Cardinals running back David Johnson talks with running backs coach Kirby Wilson during a recent workout.
When the Cardinals work on special teams at the beginning of their various on-field workouts this offseason, David Johnson has some free time.
It's "strange," the running back admitted, because he had played special teams all his life and first garnered notice in the NFL in part for his work on kickoff returns. But when you are a star offensive weapon whose absence most of 2017 underscored how important you really were to your team, Johnson's days in the transition game are long past.
So while his teammates work on punt plays or kickoff coverage, Johnson usually is getting one-on-one lessons with running backs coach Kirby Wilson, as Johnson tries to build on a game that made him an MVP candidate two years ago.
"We always have an exercise in mind in terms of the fundamental we are working on that particular day," Wilson said of the discussions. "But half of it, we are talking philosophy and we're talking about his game, and where it is at, and where it needs to be moving forward. It's a good give-and-take, and I enjoy that time."
Wilson is Johnson's third position coach in four years, after Stump Mitchell and Freddie Kitchens. Johnson shrugs that off, noting that he had a different running backs coach each of his years in college at Northern Iowa.
So the special teams period often is Johnson's getting-to-know moments with Wilson, who has at different points in his career coached running backs Emmitt Smith, Edgerrin James, Le'Veon Bell and Adrian Peterson, among others.
"When Kirby is doing something else (in that down time), I feel like I am lost," Johnson said.
Johnson's lost 2017, sunk by a broken wrist in the season opener, left him anxious to get back on the field. The player that gained more than 2,000 total yards rushing and receiving in 2016 with 20 touchdowns has returned to the field and it shows.
"I don't want to get too excited, but David Johnson looked outstanding," coach Steve Wilks said after the team's initial OTA this week.
That's different from being a finished product, however. Wilson stresses "the little things," Johnson said, and Wilson talks first not about Johnson's abilities but his attitude and approach to fundamentals.
"Every running back's game, it starts with the fundamentals," Wilson said. "The way they approach them, and the way they apply them to their athletic ability. He can get better because he's got great character and he's football-intelligent. He's going to get better. How much?
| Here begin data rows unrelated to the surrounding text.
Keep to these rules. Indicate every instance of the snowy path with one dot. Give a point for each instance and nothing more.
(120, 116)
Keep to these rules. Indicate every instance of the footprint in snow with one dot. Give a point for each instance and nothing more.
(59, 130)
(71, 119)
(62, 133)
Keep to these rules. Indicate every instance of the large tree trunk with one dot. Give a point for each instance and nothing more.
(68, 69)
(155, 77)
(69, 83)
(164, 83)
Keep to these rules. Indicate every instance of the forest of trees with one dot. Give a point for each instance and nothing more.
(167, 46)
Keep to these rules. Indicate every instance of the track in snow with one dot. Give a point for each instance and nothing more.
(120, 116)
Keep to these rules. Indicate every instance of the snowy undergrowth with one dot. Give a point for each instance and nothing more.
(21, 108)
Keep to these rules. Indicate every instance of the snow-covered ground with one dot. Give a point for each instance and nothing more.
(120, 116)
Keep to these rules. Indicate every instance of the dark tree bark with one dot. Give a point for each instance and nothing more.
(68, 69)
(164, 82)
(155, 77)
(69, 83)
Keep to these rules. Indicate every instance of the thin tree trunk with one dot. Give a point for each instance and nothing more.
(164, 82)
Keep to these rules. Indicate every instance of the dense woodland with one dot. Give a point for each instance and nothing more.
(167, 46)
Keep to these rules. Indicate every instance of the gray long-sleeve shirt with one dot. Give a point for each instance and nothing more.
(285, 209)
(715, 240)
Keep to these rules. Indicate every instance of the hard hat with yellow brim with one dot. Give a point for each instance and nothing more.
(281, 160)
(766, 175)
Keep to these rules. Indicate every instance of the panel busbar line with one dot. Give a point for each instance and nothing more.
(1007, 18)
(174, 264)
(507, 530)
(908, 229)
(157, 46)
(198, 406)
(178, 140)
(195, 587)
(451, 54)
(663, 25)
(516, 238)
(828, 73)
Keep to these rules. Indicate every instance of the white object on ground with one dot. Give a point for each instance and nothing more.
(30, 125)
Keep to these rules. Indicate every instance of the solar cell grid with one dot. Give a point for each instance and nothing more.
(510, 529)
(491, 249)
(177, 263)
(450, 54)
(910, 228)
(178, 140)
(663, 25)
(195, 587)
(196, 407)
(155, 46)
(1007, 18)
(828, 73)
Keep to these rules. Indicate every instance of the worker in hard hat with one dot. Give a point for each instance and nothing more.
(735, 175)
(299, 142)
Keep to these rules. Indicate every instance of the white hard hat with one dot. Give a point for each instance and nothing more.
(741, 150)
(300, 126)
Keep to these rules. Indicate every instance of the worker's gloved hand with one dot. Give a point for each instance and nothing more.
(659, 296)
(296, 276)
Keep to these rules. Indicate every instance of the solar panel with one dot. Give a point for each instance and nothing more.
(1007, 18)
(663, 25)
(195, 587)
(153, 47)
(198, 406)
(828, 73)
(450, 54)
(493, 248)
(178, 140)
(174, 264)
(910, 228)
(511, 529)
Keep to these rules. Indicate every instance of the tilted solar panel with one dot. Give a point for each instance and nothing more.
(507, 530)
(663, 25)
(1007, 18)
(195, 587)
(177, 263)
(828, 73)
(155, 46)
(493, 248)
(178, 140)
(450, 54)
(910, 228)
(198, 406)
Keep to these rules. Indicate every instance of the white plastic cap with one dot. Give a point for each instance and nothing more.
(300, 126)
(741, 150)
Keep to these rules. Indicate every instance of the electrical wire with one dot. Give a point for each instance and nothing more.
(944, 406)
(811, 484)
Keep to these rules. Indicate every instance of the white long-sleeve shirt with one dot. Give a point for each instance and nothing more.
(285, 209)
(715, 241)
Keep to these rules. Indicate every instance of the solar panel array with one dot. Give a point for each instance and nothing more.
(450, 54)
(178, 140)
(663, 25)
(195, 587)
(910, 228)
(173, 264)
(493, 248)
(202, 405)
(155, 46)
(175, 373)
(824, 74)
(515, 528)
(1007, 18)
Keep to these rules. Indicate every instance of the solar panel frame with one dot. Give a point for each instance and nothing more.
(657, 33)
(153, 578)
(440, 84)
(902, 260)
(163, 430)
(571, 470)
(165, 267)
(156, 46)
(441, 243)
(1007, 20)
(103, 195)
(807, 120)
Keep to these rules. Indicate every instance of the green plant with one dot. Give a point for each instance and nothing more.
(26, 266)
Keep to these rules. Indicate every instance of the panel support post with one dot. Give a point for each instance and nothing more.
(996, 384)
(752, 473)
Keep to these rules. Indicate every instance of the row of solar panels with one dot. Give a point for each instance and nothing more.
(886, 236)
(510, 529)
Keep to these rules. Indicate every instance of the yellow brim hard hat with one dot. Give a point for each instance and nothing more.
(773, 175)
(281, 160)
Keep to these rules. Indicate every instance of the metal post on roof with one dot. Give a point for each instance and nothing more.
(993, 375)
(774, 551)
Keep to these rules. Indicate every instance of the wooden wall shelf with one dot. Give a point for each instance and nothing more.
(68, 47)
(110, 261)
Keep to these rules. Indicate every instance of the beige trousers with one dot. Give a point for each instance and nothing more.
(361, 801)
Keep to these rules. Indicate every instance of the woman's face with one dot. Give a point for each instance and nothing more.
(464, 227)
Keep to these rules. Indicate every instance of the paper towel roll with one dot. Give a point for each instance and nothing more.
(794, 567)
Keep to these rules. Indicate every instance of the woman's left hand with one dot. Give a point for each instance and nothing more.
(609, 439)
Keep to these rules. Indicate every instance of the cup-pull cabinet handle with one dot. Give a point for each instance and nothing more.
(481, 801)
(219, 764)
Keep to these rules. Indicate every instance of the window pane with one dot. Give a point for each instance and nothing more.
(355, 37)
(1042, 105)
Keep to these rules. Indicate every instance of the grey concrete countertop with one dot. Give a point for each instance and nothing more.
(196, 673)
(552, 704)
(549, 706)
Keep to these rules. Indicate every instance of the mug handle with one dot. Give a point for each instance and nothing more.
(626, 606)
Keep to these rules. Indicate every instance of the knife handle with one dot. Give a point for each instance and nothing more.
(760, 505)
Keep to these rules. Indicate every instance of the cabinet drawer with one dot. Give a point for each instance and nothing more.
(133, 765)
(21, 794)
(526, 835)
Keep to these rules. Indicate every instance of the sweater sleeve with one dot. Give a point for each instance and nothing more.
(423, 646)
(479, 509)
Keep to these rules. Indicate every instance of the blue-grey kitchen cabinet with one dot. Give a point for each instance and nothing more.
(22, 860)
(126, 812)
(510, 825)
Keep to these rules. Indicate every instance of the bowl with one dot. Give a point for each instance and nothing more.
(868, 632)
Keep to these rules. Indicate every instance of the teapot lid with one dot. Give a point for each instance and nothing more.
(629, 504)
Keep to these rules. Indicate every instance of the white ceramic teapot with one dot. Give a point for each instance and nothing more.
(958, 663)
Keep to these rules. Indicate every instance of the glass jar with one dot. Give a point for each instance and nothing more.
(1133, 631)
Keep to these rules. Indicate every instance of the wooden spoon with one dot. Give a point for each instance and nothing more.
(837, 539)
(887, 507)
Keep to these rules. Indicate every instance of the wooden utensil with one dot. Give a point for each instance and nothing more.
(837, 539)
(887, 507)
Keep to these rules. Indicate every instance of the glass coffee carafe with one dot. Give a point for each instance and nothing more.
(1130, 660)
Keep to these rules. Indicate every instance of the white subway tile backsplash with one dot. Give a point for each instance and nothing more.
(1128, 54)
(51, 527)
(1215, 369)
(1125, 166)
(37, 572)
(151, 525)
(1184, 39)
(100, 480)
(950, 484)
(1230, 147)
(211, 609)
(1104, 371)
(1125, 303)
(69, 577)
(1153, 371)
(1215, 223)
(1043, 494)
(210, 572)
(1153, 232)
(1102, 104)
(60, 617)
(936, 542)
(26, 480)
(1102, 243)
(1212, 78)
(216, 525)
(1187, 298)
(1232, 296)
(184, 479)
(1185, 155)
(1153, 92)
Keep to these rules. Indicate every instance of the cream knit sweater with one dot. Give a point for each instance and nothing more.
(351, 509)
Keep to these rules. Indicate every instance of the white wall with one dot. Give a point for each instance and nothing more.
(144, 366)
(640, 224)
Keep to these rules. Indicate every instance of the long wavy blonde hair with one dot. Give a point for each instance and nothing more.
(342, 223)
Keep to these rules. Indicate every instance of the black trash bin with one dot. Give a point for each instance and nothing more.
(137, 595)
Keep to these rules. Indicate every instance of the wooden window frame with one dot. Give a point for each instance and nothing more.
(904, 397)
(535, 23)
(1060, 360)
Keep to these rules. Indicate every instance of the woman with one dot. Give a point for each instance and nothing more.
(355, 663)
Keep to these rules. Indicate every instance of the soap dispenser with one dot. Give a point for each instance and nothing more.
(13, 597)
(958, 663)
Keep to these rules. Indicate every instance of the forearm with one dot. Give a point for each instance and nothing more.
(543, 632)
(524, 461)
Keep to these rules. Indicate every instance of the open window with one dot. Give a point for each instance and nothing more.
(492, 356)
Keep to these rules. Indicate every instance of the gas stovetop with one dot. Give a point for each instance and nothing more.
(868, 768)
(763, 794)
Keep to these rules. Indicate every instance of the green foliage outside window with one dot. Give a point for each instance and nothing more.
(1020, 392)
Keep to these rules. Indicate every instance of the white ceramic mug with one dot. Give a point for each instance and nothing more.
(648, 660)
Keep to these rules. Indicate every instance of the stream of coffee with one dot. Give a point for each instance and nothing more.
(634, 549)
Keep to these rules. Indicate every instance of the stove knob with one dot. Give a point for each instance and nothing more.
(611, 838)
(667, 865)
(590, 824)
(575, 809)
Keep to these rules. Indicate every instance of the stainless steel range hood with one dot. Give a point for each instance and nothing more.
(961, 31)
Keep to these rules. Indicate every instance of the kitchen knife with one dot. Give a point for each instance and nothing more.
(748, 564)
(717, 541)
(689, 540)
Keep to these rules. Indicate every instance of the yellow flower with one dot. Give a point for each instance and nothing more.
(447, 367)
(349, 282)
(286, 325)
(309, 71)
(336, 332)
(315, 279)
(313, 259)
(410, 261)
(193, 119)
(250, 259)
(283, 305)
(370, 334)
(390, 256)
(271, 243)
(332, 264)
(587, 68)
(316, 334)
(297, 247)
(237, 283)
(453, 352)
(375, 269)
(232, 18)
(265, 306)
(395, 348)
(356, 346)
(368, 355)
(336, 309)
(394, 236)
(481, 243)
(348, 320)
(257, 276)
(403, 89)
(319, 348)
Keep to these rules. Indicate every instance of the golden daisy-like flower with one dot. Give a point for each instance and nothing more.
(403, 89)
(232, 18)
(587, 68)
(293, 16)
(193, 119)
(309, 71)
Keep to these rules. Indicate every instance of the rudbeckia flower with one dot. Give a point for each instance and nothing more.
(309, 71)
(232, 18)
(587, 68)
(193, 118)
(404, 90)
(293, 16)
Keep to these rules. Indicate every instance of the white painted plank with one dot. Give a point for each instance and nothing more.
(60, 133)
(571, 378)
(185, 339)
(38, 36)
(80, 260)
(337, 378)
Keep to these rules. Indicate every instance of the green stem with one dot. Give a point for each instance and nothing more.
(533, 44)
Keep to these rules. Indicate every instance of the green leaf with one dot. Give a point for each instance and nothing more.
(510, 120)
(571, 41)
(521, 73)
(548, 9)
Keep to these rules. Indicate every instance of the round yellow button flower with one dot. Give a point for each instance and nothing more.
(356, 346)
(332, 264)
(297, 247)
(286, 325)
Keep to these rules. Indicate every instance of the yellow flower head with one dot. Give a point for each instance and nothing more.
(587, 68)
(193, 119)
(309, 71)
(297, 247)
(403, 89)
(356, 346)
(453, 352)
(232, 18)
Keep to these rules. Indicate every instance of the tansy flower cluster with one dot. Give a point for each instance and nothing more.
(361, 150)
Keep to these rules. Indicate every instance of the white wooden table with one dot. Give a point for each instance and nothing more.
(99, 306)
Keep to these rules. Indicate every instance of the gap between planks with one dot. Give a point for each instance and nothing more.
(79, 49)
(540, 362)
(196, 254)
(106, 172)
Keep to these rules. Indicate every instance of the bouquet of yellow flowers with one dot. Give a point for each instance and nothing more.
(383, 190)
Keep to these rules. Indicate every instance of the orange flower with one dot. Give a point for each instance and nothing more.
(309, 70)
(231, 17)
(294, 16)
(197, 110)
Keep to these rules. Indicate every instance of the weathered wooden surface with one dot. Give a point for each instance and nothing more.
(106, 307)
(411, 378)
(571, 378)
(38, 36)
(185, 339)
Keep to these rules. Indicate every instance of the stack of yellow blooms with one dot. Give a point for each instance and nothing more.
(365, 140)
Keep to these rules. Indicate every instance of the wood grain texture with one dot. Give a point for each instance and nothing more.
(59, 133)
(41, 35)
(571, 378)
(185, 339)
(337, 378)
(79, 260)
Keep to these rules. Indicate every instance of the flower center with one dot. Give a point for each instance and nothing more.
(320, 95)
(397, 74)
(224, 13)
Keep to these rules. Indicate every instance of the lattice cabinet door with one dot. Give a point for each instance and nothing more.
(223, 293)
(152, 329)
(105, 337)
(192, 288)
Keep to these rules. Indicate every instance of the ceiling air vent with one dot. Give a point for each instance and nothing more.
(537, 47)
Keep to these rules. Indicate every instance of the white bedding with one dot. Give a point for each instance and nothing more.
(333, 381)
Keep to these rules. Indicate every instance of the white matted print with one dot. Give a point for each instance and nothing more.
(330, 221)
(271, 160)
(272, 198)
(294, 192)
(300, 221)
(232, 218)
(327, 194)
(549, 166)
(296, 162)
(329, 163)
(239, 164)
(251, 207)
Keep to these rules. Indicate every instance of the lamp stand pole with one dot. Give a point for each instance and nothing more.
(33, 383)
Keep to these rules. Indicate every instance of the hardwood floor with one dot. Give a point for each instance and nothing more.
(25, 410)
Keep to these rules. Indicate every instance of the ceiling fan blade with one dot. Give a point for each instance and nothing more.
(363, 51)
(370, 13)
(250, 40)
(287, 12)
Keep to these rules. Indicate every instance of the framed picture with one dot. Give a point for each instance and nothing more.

It depends on him."
Aside from philosophy, the interaction between Johnson and Wilson is often about pass protection – the same issue in Johnson's game that he has lamented since his rookie season of 2015. Johnson wants to make sure his technique is second nature so he can improve in game situations.
Wilson also drills into Johnson that he is the veteran of the group as well.
"He's on me to make sure I know I'm the leader, I'm the one giving 100 percent, I'm setting a good example," Johnson said.
Even in May, there is plenty for the two to talk about.
"I'm am sure there are things he learned from (Mitchell and Kitchens) that he liked and helped him grow," Wilson said. "I'm the next one, and my goal is to take him to where he wants to be, which is the best in the National Football League."